In practical application, the robustness detection method of the model provided by the embodiment of the application can be oriented to enterprise users and individual users. Generally speaking, enterprise-oriented users aim to develop their own solutions, but do not have any knowledge or discrimination capability on the stability of the model. For individual users, for example, a certain developer writes a model by himself, a diagnostic tool of a self-compiled model is needed to continuously perform model optimization, so that a model with better robustness is delivered.

The robustness detection method of the model provided by the embodiment does not require whether the target person using the target model is a technician or not, and can be any ordinary user without technical knowledge. For a user, a robust diagnosis result can be obtained only by providing a target model to be detected, and visual suggestions are provided for the user quickly and accurately.

Referring to fig. 9, different embodiments of a robustness detection method for an application model are provided herein for enterprise users and individual users, respectively.

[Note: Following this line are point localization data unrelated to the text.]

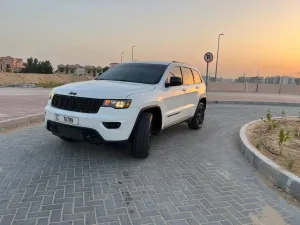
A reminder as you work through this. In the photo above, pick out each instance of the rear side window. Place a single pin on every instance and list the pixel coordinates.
(187, 76)
(175, 72)
(197, 77)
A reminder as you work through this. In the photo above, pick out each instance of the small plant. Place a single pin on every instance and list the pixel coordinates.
(270, 122)
(283, 114)
(258, 146)
(290, 164)
(282, 139)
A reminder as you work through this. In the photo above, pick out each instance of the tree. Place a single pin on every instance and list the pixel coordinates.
(35, 66)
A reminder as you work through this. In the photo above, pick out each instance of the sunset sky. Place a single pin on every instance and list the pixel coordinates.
(95, 32)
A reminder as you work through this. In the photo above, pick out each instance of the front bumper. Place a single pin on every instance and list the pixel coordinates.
(94, 122)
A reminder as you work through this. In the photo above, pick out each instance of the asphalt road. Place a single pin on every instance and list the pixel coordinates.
(17, 102)
(191, 177)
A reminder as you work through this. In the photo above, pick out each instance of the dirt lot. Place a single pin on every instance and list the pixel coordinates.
(20, 78)
(290, 157)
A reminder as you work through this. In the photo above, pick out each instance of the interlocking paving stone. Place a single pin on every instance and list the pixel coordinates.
(191, 177)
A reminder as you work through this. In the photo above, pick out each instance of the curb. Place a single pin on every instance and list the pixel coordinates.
(20, 121)
(254, 103)
(273, 172)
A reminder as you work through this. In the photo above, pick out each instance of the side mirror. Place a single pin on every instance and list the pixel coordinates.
(175, 81)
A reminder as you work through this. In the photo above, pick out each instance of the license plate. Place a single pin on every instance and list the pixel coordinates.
(66, 119)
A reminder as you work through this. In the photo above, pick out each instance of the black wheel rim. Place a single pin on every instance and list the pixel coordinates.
(200, 115)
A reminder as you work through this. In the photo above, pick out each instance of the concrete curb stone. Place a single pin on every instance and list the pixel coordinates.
(273, 172)
(21, 121)
(254, 103)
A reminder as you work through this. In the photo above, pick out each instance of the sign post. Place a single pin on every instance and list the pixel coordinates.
(208, 57)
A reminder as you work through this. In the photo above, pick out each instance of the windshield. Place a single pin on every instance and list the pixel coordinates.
(135, 72)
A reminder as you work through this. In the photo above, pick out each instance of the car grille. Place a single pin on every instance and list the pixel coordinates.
(76, 104)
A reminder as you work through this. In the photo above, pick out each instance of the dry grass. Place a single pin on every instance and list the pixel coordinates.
(22, 78)
(290, 157)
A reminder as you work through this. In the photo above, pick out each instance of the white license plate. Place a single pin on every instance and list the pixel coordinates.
(66, 119)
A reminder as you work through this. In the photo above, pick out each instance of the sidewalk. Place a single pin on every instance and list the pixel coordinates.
(18, 102)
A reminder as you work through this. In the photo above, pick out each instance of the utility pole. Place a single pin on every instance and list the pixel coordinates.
(132, 52)
(122, 56)
(216, 72)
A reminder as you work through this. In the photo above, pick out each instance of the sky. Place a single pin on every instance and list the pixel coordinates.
(95, 32)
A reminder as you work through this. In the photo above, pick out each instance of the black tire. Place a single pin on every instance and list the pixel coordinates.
(141, 142)
(66, 139)
(197, 121)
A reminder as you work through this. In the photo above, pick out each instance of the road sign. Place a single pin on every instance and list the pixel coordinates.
(208, 57)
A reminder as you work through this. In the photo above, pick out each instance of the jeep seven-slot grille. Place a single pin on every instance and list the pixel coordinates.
(76, 104)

When facing individual users, firstly, a data set input by user definition and a self-uploaded target model are obtained according to the uploading operation of the users, and an original sample image as an attack object and an anti-sample image attacking the original sample image are obtained from the data set. Then, initiating an attack behavior to the target model based on the confrontation sample image, namely calculating the similarity between the original sample image and the confrontation sample image through the target model to obtain the image similarity; and obtaining robustness detection data of the target model based on the image similarity and the similarity threshold. The robustness diagnosis of the target model is performed in the above manner. And finally, labeling, sequencing, visually displaying and the like are carried out on robustness detection data such as key feature points, attack success time information, attack success rate and the like to obtain a robustness diagnosis result. Specifically, the robust diagnostic result may be presented in the form of a report with reference to the example provided in fig. 4; the robust diagnosis result may include: the method comprises the following steps of model name, data set name, model robustness before and after attack, key feature points, confidence sequence and image similarity, attack time and attack success rate and the like.

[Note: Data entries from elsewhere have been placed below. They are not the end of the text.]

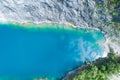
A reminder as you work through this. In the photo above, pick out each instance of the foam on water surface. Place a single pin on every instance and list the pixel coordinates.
(29, 51)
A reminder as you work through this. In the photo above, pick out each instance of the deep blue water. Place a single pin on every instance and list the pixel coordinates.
(49, 53)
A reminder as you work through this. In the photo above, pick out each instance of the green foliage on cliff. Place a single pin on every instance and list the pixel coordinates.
(100, 69)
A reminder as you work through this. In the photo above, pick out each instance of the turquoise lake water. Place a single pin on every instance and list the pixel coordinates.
(26, 54)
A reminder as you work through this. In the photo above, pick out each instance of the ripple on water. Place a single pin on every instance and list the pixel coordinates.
(49, 50)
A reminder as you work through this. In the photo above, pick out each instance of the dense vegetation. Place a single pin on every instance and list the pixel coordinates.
(100, 69)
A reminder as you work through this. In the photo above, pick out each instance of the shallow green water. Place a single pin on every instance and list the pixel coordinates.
(50, 51)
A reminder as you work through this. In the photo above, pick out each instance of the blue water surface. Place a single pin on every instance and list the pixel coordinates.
(26, 55)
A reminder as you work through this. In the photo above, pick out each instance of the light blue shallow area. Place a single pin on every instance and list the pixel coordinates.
(27, 54)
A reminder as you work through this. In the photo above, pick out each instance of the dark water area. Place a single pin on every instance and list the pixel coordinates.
(51, 53)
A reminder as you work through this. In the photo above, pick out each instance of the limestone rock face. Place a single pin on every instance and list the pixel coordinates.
(81, 13)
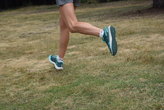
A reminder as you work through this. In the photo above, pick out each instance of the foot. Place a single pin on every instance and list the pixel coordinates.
(109, 38)
(56, 61)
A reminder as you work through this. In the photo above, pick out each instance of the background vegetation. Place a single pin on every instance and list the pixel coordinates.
(92, 79)
(6, 4)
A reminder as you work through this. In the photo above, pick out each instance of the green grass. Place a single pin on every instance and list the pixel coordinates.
(92, 79)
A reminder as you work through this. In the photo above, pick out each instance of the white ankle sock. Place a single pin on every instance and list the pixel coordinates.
(101, 34)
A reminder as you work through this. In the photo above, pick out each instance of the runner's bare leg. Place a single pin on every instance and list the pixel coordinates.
(68, 15)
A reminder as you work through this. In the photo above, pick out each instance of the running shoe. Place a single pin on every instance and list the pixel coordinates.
(56, 61)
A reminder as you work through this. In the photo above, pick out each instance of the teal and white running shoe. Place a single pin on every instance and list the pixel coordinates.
(109, 38)
(56, 61)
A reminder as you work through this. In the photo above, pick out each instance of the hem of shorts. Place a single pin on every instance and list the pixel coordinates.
(66, 3)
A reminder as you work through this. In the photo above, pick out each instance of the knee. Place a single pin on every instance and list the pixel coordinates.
(73, 27)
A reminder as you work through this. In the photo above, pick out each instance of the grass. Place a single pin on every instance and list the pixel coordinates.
(92, 79)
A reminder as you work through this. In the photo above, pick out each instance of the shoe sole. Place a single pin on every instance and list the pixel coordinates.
(58, 68)
(112, 44)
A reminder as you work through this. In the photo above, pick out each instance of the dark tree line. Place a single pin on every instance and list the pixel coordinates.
(158, 3)
(5, 4)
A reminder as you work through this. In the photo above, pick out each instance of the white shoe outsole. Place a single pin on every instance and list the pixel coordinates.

When facing enterprise users, the robustness diagnosis result is obtained according to the robustness detection method of the model provided by the embodiment. And then, the business models of different enterprise users can be transversely compared, and the method is suitable for the demands of competitive product analysis, industry research reports and the like. Specifically, the attention mechanism of each sample is adjusted based on the data of the current enterprise user, and a confrontation sample image is generated in a targeted manner based on different uploading operations aiming at custom diagnosis; and then based on the target model of the targeted attack against the sample image. The enterprise users may include points of interest, strong terms, weak terms, enterprise employee development direction distribution data, professional data of development employees in professional fields, historical data of enterprises in professional fields, and the like. The enterprise data may be an enterprise portrait drawn by crawling by the service side in advance, or an enterprise portrait actively provided by the enterprise, which is not limited herein.

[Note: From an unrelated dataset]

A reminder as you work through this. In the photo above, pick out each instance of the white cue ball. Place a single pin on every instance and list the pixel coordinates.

To provide better generalization for individual and enterprise users, the present embodiments provide several methods for lateral comparison of robust diagnostic results.

Referring to fig. 10, in an embodiment, first historical diagnostic data is obtained, where the first historical diagnostic data includes robustness diagnostic data of a plurality of reference models, and the robustness diagnostic data of each reference model is obtained by using a robustness detection method of the model or diagnosis by using a plurality of model robustness diagnostic tools; the plurality of reference models (reference model 1, reference model 2, … …, reference model i) are models having the same type as the target model and having different sources.

In the implementation process, the robustness diagnostic data of each reference model can be obtained by adopting the robustness detection method of the model provided by the application, and can also be obtained by adopting a plurality of model robustness diagnostic tools for diagnosis; specifically, for example, different robust diagnostic tools of different models are correspondingly used to obtain respective robust diagnostic data of different reference models.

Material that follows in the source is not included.